The way I like to look at the issue of randomisation is as follows; ask yourself the question “Could this trial have been randomised?” If you decide that it could have been randomised but it was not, then a large question mark should be placed over conclusions about whether the paper can reliably answer any questions related to the intervention causing good or bad outcomes.

Evidence for HRT

Hormone Replacement therapy is a good current example of this. Most of the current evidence relating to the purported benefits of HRT comes from non-randomised studies, and the results are therefore likely to be biased by differences between the type of women who opt for HRT and those who do not. An excellent editorial in the British Journal of General Practice in 1998 presents the current state of play in this area is recommended reading. Randomised Controlled Trials are currently under way to assess the effects of using HRT, but these will not report findings for a few years yet.

Sometimes you cannot randomise

There are of course some areas in which Randomisation is either impossible or unethical; you could not carry out a trial in which patients were randomised into cigarette-smoking or not! The very strong evidence on the dangers of smoking comes from large well conducted cohort studies, which are quite enough to leave little doubt about the size of the dangers involved.

Does it matter how you do it?

Whilst on the subject of Randomisation, how it is done matters too. The technical term to describe the actual randomisation is “allocation concealment” and if you read reports of older trials this often used to be done by using the patient’s hospital number to decide which treatment type they should receive or even alternate between treatments. It has been shown that trials with inadequate allocation concealment of this sort tend to show larger benefits of the intervention under study and it is not too difficult to imagine why.

Magic cure for warts?

Imagine you have developed a new treatment for removing warts and you arrange a trial to test it against one of the current methods.
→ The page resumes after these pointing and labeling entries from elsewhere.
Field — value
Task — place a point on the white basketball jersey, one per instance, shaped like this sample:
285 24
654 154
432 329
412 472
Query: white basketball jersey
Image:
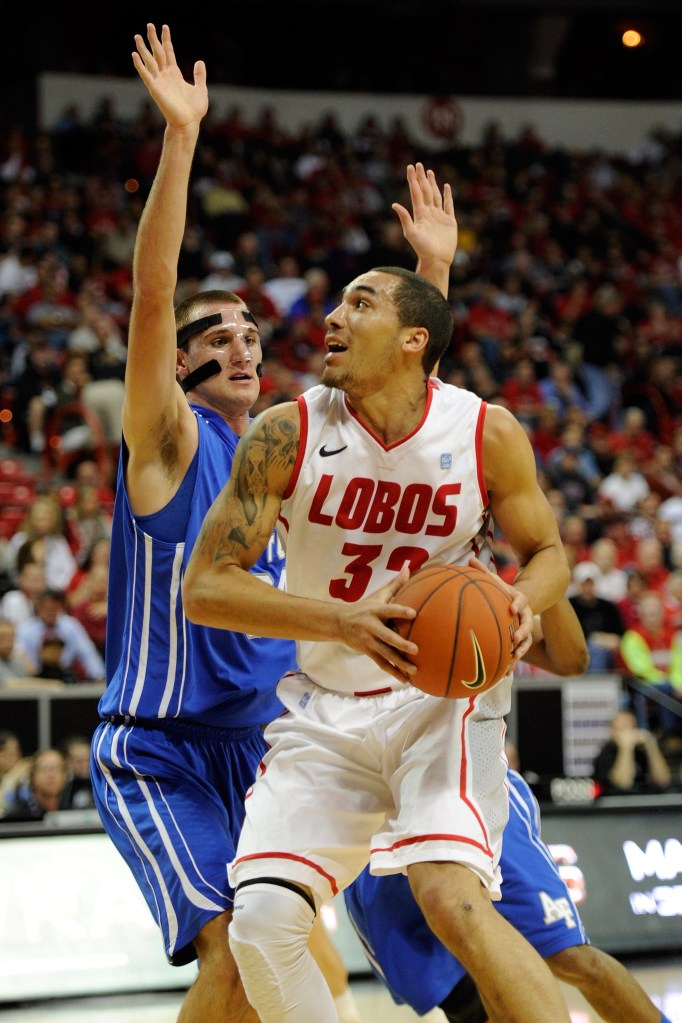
356 510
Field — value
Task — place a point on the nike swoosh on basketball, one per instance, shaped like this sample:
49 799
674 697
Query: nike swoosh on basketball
480 678
325 454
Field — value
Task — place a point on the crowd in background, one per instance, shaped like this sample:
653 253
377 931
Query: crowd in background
566 299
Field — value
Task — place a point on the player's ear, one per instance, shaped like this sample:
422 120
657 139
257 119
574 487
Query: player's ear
181 366
416 339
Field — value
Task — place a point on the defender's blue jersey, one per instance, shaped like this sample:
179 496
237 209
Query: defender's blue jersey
405 953
158 664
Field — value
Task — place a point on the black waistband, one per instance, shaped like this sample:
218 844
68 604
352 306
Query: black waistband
191 729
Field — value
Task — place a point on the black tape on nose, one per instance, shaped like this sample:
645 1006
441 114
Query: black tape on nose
199 374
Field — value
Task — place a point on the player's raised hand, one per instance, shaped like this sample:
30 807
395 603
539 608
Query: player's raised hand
432 227
181 102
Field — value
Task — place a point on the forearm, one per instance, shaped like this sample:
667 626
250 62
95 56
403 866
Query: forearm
658 769
544 578
622 773
163 222
560 646
232 598
437 271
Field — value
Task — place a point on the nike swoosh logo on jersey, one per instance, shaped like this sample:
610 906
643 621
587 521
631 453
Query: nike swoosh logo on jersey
325 454
480 678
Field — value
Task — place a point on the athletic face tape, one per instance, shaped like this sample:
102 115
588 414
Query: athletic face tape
239 323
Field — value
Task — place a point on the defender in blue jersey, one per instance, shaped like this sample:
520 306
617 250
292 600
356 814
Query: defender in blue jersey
181 734
419 971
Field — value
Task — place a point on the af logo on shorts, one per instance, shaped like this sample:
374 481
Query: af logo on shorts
556 909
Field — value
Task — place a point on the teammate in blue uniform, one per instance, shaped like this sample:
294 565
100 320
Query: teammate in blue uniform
419 971
180 738
183 709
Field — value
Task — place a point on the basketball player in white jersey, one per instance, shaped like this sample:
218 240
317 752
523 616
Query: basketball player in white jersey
376 469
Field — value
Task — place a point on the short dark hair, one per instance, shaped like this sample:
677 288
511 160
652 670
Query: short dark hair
420 304
187 310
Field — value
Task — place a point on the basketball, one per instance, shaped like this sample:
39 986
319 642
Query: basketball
463 628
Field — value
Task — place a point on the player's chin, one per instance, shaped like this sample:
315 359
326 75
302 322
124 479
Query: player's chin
246 388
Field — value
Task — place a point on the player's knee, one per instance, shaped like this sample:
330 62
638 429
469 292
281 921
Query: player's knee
269 932
452 900
575 965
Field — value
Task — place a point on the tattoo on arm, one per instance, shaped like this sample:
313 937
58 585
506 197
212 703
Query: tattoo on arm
262 466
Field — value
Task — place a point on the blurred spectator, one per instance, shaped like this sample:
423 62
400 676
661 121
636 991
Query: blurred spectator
221 276
90 608
79 657
86 522
651 652
43 790
44 522
599 328
49 661
623 488
670 510
662 474
569 478
317 301
287 285
260 304
13 766
634 437
599 619
87 472
629 605
559 389
98 554
573 442
611 582
523 394
57 409
649 561
35 390
547 435
18 605
573 529
13 665
78 791
631 761
672 598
A patient walks into your surgery with a whole mass of horrible looking large warts, which you think that no treatment on earth will remove, and you can tell from the unconcealed alternated or random allocation that they would be in turn to receive your new technique. What will you do? Human nature is such that you will find some reason that this person will not quite fit into the trial and you will move on to another patient who has a nice small wart to treat next time. Obviously in this instance the advantage of randomisation in removing bias in the allocation process has been lost.

A better way to do it

When assessing the allocation concealment in Randomised trials I would look for at least opaque sealed envelopes which contain a random sequence of numbers to determine the next patient’s treatment. Even better would be a separate centre (such as the hospital pharmacy) to randomly allocate the treatment to the patient after the decision has been made to include the patient in the trial.

Try it yourself

So next time you are reading a paper, after you have asked yourself what is the question the paper was trying to answer, just pause to consider whether the trial could have been randomised. If it was randomised how easy would it have been to tell which treatment the next patient was getting? If you are satisfied on both of these fronts then read on, and if not perhaps move on to another paper.


1) Schulz KF, Chalmers I, Hayes RJ, Altman DJ. Empirical evidence of bias: dimensions of methodological quality associated with estimates of treatment effects in controlled trials. JAMA 119;273:408-12

2) Hannaford PC. Is there sufficient evidence for us to encourage the widespread use of hormone replacement therapy to prevent disease? BJGP 48;427:951-2

Further Reading

So what’s so special about randomisation? Kleijnen J, Gotzsche P, Kunz RA, Oxman AD, Chalmers I. Chapter 5 in Non-random reflections on Health Services Research (Eds Maynard A and Chalmers I) BMJ Publishing Group 1997, pp93-106.